Czego nie znajdziesz o Gibraltarze w przewodniku? Chociaż miasto jest małe, lepiej zapoznać się z komunikacją miejską lub używać taksówek. Ciekawe miejsca są słabo oznaczone i można je przeoczyć (głównie dlatego, że nie robią wrażenia i można łatwo dojść do wniosku "niee... to nie może być to".)
Prawdziwy przebój: Małpy! O jakie one fajne! I nic sobie nie robią z ludzkiej obecności i pięknie pozują do zdjęć. Dla przypomnienia: Gibraltar jest jedynym miejscem w Europie, gdzie można zobaczyć dziko żyjące małpy.
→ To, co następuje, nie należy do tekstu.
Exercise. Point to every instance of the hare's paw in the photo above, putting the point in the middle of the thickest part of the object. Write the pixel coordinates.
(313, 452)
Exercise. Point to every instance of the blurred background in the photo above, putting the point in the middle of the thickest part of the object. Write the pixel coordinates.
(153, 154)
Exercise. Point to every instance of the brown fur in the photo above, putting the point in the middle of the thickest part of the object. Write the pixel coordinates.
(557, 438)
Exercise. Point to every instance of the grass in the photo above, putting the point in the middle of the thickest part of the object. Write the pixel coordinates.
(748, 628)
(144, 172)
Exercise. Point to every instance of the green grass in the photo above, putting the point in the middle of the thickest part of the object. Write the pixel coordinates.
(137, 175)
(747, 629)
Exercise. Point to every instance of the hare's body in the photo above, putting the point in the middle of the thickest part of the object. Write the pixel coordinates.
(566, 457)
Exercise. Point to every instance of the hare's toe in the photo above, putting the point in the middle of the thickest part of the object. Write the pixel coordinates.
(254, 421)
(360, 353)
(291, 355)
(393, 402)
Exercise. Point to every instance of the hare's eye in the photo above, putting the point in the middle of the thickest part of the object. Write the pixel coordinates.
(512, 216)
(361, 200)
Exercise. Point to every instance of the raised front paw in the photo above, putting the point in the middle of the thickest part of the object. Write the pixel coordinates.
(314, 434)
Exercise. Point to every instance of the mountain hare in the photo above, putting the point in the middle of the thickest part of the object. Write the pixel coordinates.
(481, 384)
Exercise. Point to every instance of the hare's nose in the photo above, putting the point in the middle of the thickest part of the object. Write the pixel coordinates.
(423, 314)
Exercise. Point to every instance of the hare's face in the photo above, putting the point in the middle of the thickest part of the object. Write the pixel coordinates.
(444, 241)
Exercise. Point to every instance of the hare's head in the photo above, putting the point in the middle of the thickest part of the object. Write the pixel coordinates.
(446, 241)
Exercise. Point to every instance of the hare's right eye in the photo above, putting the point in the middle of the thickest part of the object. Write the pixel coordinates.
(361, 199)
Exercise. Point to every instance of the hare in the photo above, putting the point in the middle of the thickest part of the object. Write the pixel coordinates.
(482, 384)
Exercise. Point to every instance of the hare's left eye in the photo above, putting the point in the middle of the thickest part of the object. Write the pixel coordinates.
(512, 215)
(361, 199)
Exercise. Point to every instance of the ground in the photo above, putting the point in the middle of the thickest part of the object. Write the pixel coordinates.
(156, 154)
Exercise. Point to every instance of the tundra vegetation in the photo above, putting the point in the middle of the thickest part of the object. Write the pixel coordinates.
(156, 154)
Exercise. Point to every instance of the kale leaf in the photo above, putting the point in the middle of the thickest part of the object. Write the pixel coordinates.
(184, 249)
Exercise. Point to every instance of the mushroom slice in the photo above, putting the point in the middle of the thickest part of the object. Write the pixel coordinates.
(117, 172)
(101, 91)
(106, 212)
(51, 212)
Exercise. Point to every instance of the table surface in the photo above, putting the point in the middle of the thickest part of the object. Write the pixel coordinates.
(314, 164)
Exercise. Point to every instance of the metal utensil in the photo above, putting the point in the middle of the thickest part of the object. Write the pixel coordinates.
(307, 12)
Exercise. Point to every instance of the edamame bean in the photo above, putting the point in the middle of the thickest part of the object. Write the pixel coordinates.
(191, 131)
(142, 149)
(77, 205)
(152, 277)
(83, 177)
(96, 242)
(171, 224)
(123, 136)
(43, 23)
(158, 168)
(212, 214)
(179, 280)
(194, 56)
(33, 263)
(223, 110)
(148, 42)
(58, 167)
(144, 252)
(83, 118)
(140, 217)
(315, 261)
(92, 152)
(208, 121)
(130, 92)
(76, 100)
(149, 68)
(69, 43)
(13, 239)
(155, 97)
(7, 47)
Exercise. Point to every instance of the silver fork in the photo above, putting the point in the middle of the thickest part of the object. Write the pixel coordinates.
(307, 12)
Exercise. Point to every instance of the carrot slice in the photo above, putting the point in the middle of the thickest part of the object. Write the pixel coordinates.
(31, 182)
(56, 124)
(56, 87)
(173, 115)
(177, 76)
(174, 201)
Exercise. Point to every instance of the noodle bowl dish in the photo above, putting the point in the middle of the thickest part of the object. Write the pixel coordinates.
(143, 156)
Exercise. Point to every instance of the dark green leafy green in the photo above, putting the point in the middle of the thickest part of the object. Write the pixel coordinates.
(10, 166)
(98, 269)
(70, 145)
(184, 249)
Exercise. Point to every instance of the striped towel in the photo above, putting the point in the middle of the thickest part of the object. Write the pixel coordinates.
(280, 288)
Dzień 5 - Tarifa 2009-09-02
Dlaczego? Bo jest najdalej na południe wysuniętym miastem Hiszpanii.
Dlaczego nie? Specyficzne położenie geograficzne jest nie tylko największą zaletą, ale także wadą tego miejsca. W Tarifie wiecznie wieje bardzo silny wiatr, przez co stała się ona mekką dla surferów, windsurferów, kitesurferów i innych tego typu. Poza tym jest po prostu mała i niewiele w niej jest czegokolwiek.
Co do zobaczenia na miejscu? Tarifa posiada bardzo ładną, ale skromną historyczną część, pełną urokliwych białych domków. Jednak Tarifa to przede wszystkim naprawdę piękna, czysta i szeroka plaża. A gdy ona nam się znudzi, zawsze można wsiąść w prom do Maroka albo popłynąć na oglądanie delfinów i wielorybów. Od biedy jest też tu mały, brzydki zamek.
Czego nie znajdziesz o Tarifie w przewodniku? Są tu bardzo fajne sklepy z odzieżą orientalną.
Prawdziwy przebój: Tarifa naprawdę sprawia wrażenie "końca świata". Jest w niej jedno takie miejsce, gdzie zaledwie kilkanaście metrów dzieli Morze Śródziemne (i tym samym jego "ostatnią plażę") od Oceanu Atlantyckiego (i tym samym od jego "pierwszej plaży"). Z tego samego miejsca można obserwować Afrykę.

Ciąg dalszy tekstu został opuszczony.